Cette affaire, illustrée par le hashtag #FakeMed souligne les divisions existant au cœur de la communauté médicale.

C’est la guerre des médecines : la tribune des 124. 124 médecins contre l'homéopathie publiée en mars dernier dans Le Figaro a mis le feu aux poudres. Ce texte dénonçait « des soins sans aucun fondement scientifique ». L’ordre des médecins tolère des pratiques qui sont en désaccord avec son propre Code de déontologie. Ce mouvement interpelle le gouvernement afin que ces médecins homéopathes perdent leurs titres ou qualifications médicales ou encore, à ce que l’Etat tout au plus ne rembourse plus ces traitement.

Un tollé médiatique

Cet appel a tout d’abord provoqué un tollé dans une partie des médias et chez les intéressés. Mais la vraie riposte s’est fait attendre, et elle est certainement à la hauteur de l’attaque : le Syndicat national des médecins homéopathes français (SNMHF) a porté plaintes auprès du conseil départemental de l'Ordre des médecins dont dépend chaque signataire contre les 124 médecins concernés. Ils sont accusés de « non-confraternité » avec les homéopathes. « C'est un problème pour des médecins de dire que les médecins homéopathes n'auraient pas droit au titre de médecin tout court », pointe Charles Bentz, président du Syndicat national des médecins homéopathes français (SNMHF).

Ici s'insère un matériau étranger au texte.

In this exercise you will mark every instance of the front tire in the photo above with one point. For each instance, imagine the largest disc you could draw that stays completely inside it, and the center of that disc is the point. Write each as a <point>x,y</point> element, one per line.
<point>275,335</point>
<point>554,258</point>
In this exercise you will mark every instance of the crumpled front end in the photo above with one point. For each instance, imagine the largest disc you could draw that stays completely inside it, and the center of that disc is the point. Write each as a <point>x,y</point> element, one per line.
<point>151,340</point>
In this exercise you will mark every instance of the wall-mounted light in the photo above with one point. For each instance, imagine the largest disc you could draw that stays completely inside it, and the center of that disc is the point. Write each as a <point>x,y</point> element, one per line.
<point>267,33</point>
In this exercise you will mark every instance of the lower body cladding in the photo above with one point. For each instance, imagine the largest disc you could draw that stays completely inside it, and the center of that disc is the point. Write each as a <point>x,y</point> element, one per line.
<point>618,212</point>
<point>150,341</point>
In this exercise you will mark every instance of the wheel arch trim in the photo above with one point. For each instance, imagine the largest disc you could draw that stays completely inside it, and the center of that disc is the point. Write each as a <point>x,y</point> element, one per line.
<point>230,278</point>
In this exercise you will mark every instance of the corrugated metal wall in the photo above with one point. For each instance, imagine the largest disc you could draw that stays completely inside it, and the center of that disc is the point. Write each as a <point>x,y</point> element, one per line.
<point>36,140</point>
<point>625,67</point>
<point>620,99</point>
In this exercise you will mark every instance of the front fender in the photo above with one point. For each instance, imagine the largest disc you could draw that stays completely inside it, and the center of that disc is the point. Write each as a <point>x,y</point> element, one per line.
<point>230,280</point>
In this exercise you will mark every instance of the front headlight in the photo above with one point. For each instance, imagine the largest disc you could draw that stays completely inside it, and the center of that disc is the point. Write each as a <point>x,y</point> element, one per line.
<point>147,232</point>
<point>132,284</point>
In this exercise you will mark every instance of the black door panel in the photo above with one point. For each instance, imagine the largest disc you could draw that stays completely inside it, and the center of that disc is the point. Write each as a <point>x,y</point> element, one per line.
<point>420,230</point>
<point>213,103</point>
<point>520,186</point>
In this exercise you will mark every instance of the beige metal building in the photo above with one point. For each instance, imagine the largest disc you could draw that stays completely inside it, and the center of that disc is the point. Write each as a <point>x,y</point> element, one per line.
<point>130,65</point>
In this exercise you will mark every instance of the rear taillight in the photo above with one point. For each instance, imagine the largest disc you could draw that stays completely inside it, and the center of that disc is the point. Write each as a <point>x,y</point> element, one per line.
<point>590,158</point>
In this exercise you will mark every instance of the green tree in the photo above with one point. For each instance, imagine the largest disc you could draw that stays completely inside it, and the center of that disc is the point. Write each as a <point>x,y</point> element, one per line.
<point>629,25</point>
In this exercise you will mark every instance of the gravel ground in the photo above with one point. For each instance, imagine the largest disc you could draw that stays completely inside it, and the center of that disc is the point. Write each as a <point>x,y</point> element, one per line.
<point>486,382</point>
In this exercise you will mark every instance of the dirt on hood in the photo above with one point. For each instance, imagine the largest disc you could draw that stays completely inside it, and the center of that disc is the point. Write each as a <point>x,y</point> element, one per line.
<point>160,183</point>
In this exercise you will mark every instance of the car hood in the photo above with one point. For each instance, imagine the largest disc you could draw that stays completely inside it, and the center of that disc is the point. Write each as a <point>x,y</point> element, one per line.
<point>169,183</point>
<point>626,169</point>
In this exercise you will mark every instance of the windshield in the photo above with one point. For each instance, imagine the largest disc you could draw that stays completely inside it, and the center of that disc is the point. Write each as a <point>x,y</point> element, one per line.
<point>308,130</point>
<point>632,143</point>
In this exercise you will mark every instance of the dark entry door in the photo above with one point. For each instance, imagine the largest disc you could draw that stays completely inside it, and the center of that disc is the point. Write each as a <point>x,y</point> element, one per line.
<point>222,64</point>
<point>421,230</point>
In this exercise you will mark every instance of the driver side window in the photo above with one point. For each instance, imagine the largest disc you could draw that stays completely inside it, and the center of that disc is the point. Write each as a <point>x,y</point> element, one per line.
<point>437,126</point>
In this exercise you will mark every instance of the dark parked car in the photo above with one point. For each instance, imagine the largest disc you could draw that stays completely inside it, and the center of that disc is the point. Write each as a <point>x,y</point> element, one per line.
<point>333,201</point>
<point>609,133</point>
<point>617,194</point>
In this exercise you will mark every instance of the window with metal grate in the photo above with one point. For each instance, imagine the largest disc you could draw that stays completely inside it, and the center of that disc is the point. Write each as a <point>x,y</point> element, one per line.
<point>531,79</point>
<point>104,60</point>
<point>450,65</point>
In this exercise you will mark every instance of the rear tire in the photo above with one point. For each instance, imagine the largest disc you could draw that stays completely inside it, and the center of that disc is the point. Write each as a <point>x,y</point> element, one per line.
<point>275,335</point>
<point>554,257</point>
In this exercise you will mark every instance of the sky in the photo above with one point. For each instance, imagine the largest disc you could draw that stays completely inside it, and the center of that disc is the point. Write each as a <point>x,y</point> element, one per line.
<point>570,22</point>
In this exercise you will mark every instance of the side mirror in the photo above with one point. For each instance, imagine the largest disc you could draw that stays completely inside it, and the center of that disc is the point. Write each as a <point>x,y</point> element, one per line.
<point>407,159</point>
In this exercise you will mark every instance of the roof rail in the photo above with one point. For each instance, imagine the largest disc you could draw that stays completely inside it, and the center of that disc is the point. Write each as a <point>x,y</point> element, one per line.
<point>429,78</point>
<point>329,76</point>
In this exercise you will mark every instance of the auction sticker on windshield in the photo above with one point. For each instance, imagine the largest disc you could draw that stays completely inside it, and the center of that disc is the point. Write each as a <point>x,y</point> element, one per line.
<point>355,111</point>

La brutalité de cette riposte est sans doute liée au fait que le numéro un mondial des médecines homéopathiques, les Laboratoires Boiron, est français. Les enjeux sont donc élevés. Le directeur du laboratoire a d’ailleurs choqué quand il a évoqué « un Ku Klux Klan contre l'homéopathie ». Mais plus largement, le débat qui a eu lieu sur les réseaux sociaux souligne une véritable défiance envers la médecine dite conventionnelle – certainement entretenus par plusieurs dérapages de l’industrie pharmaceutique (à l’image de l’'affaire du Mediator).

Mais attention à ne pas laisser l’émotif prendre le pas sur les données scientifiques – une tendance malheureusement trop commune aujourd’hui.

L'homéopathie n'est pas sans conséquence

Si l’appel des 124 péchait par la forme (trop virulent, pas assez de reconnaissance des bienfaits réels des traitements homéopathiques dans certains contextes), il soulignait avec justesse que l'enracinement de ces pratiques homéopathiques n’est pas sans conséquences.

D'abord « elles soignent l'inutile en surmédicalisant la population ». Pour les signataires, toute maladie ne peut se régler avec un traitement homéopathique. De plus, ces médecines alternatives laissent penser qu’il faut se méfier de la médecine conventionnelle, notaient les 124.

En outre, la promotion des médecines alternatives, parfois complètement inefficaces – voire dangereuses – (pour lutter contre des maladies graves comme le cancer, en retardant les diagnostics et des traitements nécessaires) participe à une montée de la défiance envers la science. Aussi, s’il faut déplorer le manque de nuance dans les propos des signataires, leurs critiques demeurent pertinentes.